A flag outside the U.S. Securities and Exchange Commission headquarters in Washington, D.C., U.S., on Wednesday, Feb. 23, 2022.
Al Drago | Bloomberg | Getty Images
The Securities and Exchange Commission will increase its scrutiny of crypto-trading firms and investment advisors in addition to Environmental, Social and Governance — or ESG — funds, amongst other issues on its list of top oversight priorities for 2023.
The annual list provides a road map for the SEC’s focus over the approaching yr and reflects areas it believes pose probably the most risk to investors and the health of U.S. capital markets. Released Tuesday, this yr’s list shows “the changing landscape and associated risks within the securities market,” Richard R. Best, director of the Division of Examinations, said in a press release.
The priorities were released two months after the securities agency issued recent guidance, requiring publicly traded corporations to reveal their exposure to the cryptocurrency market. It also follows SEC Chair Gary Gensler’s warning to cryptocurrency firms to “come into compliance” with securities laws after crypto exchange FTX filed for bankruptcy.
This yr, the SEC’s examinations division will focus its attention on broker-dealers and registered investment advisors who use emerging financial technologies, including crypto. Examinations will have a look at the “offer, sale, advice of or advice regarding trading in crypto or crypto-related assets” and whether standards of care were met or followed by advisors and routinely updated, as needed.
The House Financial Services Committee also recently formed a working group to rein in what the panel’s Republicans call the SEC’s overreach on ESG. The group goals to “combat the threat to our capital markets posed by those on the far-left pushing environmental, social, and governance (ESG) proposals,” in accordance with its Feb. 3 press release.

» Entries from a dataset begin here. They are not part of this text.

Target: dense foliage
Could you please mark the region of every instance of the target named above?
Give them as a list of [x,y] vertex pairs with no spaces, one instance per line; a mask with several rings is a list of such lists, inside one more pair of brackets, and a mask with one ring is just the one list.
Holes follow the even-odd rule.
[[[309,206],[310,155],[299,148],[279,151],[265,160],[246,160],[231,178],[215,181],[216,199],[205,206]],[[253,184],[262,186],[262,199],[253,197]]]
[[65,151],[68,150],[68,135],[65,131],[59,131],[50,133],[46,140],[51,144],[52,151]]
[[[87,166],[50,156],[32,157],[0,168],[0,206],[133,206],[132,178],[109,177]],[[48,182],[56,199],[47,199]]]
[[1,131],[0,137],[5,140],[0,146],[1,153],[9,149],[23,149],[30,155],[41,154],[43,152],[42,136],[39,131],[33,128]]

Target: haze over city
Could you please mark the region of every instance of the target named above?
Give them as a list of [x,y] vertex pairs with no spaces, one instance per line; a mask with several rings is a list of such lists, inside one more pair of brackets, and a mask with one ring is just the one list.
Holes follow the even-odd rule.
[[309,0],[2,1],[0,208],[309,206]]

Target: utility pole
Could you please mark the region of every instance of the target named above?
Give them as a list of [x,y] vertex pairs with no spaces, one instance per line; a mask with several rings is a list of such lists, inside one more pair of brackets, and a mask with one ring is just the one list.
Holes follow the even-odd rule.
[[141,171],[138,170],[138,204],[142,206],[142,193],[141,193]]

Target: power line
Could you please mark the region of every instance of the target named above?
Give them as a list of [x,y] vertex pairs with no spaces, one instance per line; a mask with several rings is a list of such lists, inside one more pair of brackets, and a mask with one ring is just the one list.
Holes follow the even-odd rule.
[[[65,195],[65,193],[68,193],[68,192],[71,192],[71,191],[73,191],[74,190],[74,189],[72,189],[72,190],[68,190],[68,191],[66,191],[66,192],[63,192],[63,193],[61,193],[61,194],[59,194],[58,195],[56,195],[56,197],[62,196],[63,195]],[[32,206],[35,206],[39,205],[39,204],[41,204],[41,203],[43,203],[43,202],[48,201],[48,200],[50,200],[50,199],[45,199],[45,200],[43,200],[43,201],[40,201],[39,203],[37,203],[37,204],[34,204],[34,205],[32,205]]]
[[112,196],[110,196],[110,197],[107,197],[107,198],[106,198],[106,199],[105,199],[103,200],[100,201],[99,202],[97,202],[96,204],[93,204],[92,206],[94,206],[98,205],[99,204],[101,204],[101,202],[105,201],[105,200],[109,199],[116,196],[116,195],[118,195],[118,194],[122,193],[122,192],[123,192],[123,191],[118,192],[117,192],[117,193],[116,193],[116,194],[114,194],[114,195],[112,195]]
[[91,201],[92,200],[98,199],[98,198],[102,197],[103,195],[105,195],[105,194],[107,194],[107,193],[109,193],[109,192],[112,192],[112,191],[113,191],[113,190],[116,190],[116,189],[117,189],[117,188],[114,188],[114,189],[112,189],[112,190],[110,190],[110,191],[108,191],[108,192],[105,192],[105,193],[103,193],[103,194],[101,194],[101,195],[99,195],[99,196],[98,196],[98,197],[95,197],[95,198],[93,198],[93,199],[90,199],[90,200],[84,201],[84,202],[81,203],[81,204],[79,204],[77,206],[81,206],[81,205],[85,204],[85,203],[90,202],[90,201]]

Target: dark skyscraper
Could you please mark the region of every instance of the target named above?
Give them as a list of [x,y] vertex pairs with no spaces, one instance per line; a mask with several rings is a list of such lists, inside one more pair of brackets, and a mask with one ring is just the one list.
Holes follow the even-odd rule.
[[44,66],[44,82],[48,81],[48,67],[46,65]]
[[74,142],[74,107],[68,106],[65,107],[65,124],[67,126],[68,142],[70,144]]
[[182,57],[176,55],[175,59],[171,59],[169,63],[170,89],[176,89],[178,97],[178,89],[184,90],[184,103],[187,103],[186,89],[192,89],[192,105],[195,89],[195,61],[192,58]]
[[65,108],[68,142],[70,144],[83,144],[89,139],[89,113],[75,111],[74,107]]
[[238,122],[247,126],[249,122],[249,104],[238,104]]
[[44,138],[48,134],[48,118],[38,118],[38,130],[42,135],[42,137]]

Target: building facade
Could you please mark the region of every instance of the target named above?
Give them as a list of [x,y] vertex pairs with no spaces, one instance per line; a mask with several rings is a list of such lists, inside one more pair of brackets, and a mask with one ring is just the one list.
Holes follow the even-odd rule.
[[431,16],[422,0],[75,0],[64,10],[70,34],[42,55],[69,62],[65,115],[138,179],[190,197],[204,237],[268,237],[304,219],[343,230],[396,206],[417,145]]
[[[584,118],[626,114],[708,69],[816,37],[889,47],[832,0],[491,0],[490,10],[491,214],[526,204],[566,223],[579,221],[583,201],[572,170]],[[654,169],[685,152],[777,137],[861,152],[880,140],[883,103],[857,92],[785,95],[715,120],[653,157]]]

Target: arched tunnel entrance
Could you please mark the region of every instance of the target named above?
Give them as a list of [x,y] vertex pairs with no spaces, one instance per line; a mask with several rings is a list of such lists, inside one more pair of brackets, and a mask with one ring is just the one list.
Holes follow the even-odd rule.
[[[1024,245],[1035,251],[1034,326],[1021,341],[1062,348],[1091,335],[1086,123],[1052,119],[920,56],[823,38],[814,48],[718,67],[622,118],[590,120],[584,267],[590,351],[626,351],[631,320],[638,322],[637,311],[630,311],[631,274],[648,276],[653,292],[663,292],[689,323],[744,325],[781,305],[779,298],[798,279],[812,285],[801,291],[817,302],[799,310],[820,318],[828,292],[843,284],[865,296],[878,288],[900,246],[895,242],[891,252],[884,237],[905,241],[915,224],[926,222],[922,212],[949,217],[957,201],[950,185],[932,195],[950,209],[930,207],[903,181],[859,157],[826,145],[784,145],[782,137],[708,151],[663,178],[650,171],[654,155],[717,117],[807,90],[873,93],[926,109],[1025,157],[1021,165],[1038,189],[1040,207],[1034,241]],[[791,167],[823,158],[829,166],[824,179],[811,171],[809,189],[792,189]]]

The securities agency has committed to be certain that ESG-related advisory services and funds are investing in what the firms say they’re buying, in accordance with the announcement.
Last yr, the agency proposed recent rules to ban misleading or deceptive claims on ESG fund names within the U.S. and enhanced their disclosure requirements.

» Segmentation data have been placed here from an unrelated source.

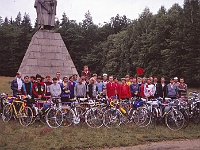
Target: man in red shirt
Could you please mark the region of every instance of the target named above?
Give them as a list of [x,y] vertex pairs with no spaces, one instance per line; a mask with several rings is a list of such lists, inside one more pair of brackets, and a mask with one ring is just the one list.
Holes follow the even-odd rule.
[[120,89],[121,84],[119,83],[117,77],[114,77],[114,83],[116,86],[116,95],[117,95],[117,97],[119,97],[119,89]]
[[116,84],[113,81],[113,76],[109,77],[109,82],[106,84],[106,97],[111,98],[116,96]]
[[91,77],[91,73],[88,69],[88,66],[83,67],[83,71],[81,72],[81,76],[85,76],[86,81],[88,81]]
[[34,98],[43,98],[44,97],[45,84],[41,80],[42,80],[42,77],[40,75],[36,75],[37,82],[35,82],[32,87]]
[[122,99],[131,98],[130,86],[126,84],[125,78],[122,78],[121,80],[122,80],[122,84],[119,90],[119,99],[122,100]]

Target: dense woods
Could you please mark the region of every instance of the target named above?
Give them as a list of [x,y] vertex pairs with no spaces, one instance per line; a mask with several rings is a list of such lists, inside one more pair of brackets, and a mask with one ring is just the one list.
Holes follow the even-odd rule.
[[[117,14],[103,25],[94,24],[89,11],[79,23],[63,13],[55,30],[78,72],[88,65],[92,73],[123,77],[142,67],[144,76],[185,77],[189,86],[200,86],[199,0],[161,6],[156,14],[145,8],[135,20]],[[36,31],[28,14],[0,17],[0,75],[16,73]]]

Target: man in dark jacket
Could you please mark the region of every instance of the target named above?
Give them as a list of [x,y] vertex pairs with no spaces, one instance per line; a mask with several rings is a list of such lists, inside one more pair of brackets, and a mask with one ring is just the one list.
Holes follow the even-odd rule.
[[19,95],[22,94],[23,79],[21,77],[22,77],[21,72],[17,72],[16,78],[11,83],[11,89],[13,91],[14,97],[17,97],[18,94]]

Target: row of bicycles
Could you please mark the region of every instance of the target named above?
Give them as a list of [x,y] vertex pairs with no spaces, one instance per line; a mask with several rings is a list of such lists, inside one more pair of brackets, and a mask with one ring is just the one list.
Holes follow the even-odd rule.
[[186,128],[190,122],[200,123],[200,94],[189,93],[187,98],[134,97],[119,100],[98,95],[95,99],[77,98],[61,102],[60,97],[44,100],[30,96],[0,96],[2,120],[19,120],[23,126],[42,122],[51,128],[87,124],[91,128],[119,127],[134,124],[138,127],[164,124],[170,130]]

The division’s other priorities include:
- Investment advisor and investment company marketing rules: whether or not they’ve implemented and adopted recent rules designed to reduce advisor violations.
- Registered investment advisors to non-public funds: To evaluate compliance and other risks in addition to if advisors are adhering to their duties as fiduciaries.
- Retail investors and dealing families: Ensuring these groups receive advice of their best interests from broker-dealers and registered investment advisors.
- Information security and operational resiliency: Examining cybersecurity protocols in addition to data protection for patrons.
“In a time of growing markets, evolving technologies, and recent types of risk, our Division of Examinations continues to guard investors,” said Gensler. “In executing against the 2023 priorities, the Division will help ensure compliance with the federal securities laws and rules.”
The annual priorities are compiled with input from the SEC chair and agency commissioners, in addition to from other SEC staff, federal financial regulators, investors and industry groups.